If you've ever despaired of getting your vacuum cleaner fixed or thought that your broken lamp was a lost cause, there's hope. A worldwide movement is trying to reform our throwaway approach to possessions.
The movement's foundation is the Repair Cafe, a local meeting place that brings together people with broken items and repair coaches, or volunteers, with the expertise to fix them.
[...] "One of the things that makes it challenging and interesting is that we don't know what people are going to bring," Ray Pfau, an organizer of a Repair Cafe in Bolton, Mass., said in an email.
Lamps top the list of items brought in to be repaired, followed by vacuum cleaners, Mr. Wackman said. The types of repairs offered vary by location and reflect the particular talent in a community, he said.
New Paltz [in upstate New York] has a repair person with a national reputation as a doll expert. It also has a "Listening Corner" with a psychiatric nurse "because being listened to is a 'reparative act,' " he said.
The cafes invite people to bring their "beloved but broken" possessions to the gatherings, which are hosted in church basements, libraries, town halls and senior centers. The cafes make no guarantees that items will be fixed.
"All we can guarantee is that you will have an interesting time," Mr. Wackman said.
The gatherings tend to draw professionals, retirees and hobbyists who volunteer as repair coaches.
None in my area but I would be tempted to show up and help. I like to fix things and have a decent success rate, just coaxed some more life out of our ~30 year old garage door opener.
Similar article at: http://www.digitaltrends.com/home/repair-cafe/ and the main website is at: https://repaircafe.org/en/about/ (also available for NL, FR, DE & ES)

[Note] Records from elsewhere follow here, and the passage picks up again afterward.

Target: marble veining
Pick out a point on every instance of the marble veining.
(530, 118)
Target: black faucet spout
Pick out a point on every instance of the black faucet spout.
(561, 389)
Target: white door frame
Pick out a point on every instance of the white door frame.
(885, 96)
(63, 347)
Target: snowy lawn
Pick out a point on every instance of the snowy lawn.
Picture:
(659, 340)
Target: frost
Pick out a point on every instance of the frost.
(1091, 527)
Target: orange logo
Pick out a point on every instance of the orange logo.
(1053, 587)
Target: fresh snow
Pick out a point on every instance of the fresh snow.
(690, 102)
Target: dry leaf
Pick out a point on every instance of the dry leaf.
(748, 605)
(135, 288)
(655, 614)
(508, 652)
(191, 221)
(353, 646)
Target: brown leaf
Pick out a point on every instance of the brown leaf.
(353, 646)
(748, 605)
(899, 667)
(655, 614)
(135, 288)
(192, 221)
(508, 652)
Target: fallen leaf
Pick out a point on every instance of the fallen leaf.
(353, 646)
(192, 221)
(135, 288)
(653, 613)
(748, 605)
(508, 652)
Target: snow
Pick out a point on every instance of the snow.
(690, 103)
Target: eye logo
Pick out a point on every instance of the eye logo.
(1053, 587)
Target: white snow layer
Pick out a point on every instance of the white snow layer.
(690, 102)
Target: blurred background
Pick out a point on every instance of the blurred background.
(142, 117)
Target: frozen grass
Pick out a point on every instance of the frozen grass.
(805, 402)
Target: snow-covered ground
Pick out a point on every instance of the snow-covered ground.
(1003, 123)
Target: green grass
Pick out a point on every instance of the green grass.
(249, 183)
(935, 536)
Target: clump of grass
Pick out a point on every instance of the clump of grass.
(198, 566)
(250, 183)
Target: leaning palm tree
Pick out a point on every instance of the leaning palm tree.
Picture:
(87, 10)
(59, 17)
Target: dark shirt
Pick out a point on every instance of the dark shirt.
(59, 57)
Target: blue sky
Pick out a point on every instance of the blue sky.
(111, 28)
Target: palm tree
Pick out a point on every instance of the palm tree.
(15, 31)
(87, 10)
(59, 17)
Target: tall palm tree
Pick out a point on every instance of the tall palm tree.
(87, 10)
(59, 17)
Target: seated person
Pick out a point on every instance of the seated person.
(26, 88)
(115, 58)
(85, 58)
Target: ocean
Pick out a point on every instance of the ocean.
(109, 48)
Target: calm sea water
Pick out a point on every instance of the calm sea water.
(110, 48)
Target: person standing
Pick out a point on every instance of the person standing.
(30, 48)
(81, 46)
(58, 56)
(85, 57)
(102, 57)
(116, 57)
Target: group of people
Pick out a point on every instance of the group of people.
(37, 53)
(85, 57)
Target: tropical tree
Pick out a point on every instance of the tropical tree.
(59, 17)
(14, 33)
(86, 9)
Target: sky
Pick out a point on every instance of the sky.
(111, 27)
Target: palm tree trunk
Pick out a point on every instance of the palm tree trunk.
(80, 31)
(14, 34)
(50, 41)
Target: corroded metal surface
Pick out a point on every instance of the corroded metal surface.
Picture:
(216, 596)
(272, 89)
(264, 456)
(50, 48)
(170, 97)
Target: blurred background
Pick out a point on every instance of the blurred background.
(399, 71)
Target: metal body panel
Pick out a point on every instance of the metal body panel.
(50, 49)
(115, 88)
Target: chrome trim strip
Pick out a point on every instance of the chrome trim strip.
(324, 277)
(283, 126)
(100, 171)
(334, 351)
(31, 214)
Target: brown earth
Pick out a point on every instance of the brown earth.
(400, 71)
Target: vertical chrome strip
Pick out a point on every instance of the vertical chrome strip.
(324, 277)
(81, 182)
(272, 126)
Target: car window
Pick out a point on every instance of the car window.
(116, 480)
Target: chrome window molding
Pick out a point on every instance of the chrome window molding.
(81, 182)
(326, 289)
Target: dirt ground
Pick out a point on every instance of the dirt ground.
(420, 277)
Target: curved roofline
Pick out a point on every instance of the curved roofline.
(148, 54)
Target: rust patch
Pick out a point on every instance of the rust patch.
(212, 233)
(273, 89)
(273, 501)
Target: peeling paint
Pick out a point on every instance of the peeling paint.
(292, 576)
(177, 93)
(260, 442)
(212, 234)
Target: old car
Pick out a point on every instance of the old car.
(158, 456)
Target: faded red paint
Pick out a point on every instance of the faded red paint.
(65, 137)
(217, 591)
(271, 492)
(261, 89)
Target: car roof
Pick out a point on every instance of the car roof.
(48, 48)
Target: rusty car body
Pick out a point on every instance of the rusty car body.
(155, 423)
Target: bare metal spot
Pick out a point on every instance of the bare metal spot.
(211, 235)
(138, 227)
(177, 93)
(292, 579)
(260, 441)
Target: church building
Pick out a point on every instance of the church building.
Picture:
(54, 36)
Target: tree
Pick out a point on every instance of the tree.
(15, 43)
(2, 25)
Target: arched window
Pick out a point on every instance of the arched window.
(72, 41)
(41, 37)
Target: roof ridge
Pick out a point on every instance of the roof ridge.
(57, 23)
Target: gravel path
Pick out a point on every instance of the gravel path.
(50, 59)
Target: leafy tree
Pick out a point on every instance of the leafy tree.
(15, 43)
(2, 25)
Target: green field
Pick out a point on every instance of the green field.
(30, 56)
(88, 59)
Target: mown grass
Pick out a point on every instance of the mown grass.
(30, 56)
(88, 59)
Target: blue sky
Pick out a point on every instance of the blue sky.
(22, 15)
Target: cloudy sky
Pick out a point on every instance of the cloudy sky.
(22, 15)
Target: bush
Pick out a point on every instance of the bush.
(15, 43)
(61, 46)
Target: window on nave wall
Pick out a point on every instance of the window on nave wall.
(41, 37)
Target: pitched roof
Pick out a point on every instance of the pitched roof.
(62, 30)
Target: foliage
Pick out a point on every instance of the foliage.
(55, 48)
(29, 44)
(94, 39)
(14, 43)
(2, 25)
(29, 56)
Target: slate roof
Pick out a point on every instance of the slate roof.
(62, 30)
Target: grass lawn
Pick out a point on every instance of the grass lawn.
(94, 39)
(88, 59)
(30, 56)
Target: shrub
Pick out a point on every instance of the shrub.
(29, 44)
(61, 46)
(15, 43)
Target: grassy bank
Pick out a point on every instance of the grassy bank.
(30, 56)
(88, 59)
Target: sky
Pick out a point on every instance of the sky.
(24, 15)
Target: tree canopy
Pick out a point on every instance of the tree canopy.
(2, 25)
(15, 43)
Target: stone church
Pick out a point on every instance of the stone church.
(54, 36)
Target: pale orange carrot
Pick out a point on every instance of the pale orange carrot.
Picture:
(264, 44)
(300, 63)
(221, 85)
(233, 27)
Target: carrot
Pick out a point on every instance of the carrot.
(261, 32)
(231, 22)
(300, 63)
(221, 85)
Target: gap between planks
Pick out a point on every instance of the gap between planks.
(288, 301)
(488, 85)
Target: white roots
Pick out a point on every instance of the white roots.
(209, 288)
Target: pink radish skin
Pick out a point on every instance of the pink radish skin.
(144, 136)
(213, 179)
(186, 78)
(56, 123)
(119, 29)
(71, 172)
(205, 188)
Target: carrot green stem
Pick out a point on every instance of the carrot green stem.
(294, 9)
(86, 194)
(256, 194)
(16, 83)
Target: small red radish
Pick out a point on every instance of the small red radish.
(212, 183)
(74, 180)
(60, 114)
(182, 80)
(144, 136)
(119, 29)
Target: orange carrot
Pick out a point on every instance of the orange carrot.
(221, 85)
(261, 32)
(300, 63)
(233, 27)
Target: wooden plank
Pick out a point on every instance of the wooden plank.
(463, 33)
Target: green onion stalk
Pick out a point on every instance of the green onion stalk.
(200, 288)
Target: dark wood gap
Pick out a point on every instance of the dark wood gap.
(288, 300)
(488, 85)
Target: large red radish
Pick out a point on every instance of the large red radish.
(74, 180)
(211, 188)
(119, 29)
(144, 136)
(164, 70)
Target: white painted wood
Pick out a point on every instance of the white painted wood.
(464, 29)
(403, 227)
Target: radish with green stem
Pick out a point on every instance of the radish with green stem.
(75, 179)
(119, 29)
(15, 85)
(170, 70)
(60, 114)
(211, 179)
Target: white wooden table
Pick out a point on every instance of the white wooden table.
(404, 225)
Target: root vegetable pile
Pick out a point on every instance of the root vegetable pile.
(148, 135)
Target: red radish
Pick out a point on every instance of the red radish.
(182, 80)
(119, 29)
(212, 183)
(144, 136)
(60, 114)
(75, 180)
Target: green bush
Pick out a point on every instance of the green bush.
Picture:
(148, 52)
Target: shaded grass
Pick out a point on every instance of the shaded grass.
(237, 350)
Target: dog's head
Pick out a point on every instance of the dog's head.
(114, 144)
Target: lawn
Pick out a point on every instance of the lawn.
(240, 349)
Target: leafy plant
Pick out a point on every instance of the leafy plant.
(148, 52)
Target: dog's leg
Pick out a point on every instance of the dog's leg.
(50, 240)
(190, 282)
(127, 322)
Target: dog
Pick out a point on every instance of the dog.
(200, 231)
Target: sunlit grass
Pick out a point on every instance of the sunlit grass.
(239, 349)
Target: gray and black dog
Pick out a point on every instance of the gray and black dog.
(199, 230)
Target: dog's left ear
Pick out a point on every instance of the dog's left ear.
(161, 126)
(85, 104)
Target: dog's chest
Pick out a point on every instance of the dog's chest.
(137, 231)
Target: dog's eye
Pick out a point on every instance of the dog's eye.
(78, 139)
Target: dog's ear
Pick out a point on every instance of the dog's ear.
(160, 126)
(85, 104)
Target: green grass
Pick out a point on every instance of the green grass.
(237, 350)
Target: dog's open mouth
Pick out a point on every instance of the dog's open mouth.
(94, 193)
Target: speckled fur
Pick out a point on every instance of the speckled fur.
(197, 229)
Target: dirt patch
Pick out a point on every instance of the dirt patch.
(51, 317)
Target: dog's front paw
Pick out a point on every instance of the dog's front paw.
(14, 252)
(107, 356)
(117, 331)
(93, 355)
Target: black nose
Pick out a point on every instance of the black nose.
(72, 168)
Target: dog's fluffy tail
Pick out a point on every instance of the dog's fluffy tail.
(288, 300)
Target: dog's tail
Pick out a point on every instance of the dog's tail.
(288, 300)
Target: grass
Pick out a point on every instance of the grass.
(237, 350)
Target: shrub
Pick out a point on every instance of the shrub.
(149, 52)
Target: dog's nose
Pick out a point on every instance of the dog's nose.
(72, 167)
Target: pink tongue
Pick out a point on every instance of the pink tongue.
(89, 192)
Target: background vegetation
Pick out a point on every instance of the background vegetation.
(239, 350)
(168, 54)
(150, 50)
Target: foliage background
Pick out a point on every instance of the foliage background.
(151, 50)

(Score: 1) by DavePolaschek on Tuesday January 24 2017, @03:03PM
Go to their website and try and see what local groups have been set up and you get directed to FaceBook.
Nope.
(Score: 0) by Anonymous Coward on Tuesday January 24 2017, @06:17PM
I don't like Facebook either (and do not have an account there), but there is an easy work-around -- just ask some young person to show you the page(s) you are interested in. Once you connect with a local group, you don't need FB anymore.
(Score: 2) by Zz9zZ on Tuesday January 24 2017, @07:03PM
Or make a throwaway account with a single use email account. I've heard of Luddites but this is some weird fusion of ignorance and wisdom. Lazy boomers trying to get millenials to do their dirty work!
~Tilting at windmills~
(Score: 2) by Grishnakh on Tuesday January 24 2017, @07:58PM
Why a young person? From what I see, it's mainly the old farts who still use and love Facebook, so they can pass around their alt-right-wing conspiracy theories and "news" and make idiotic comments trashing LGBT people and talking about how Trump and his billionaire buddies are going to make things great. The young people abandoned FB a while ago because it's such a cesspool.
(Score: 1, Touché) by Anonymous Coward on Tuesday January 24 2017, @08:32PM
GP here...sorry for confusion, I'm 62 and don't use Facebook. By "young person" I meant someone 30-40 which probably matches the FB demographic fairly well?
(Score: 2) by Grishnakh on Tuesday January 24 2017, @09:39PM
Ah, I see.
Even so, I know a bunch of people in your age range and older who use FB, showing each other pictures of quilts or whatever and bemoaning the state of the world. But yeah, the bulk of their demographic seems to be the Xers.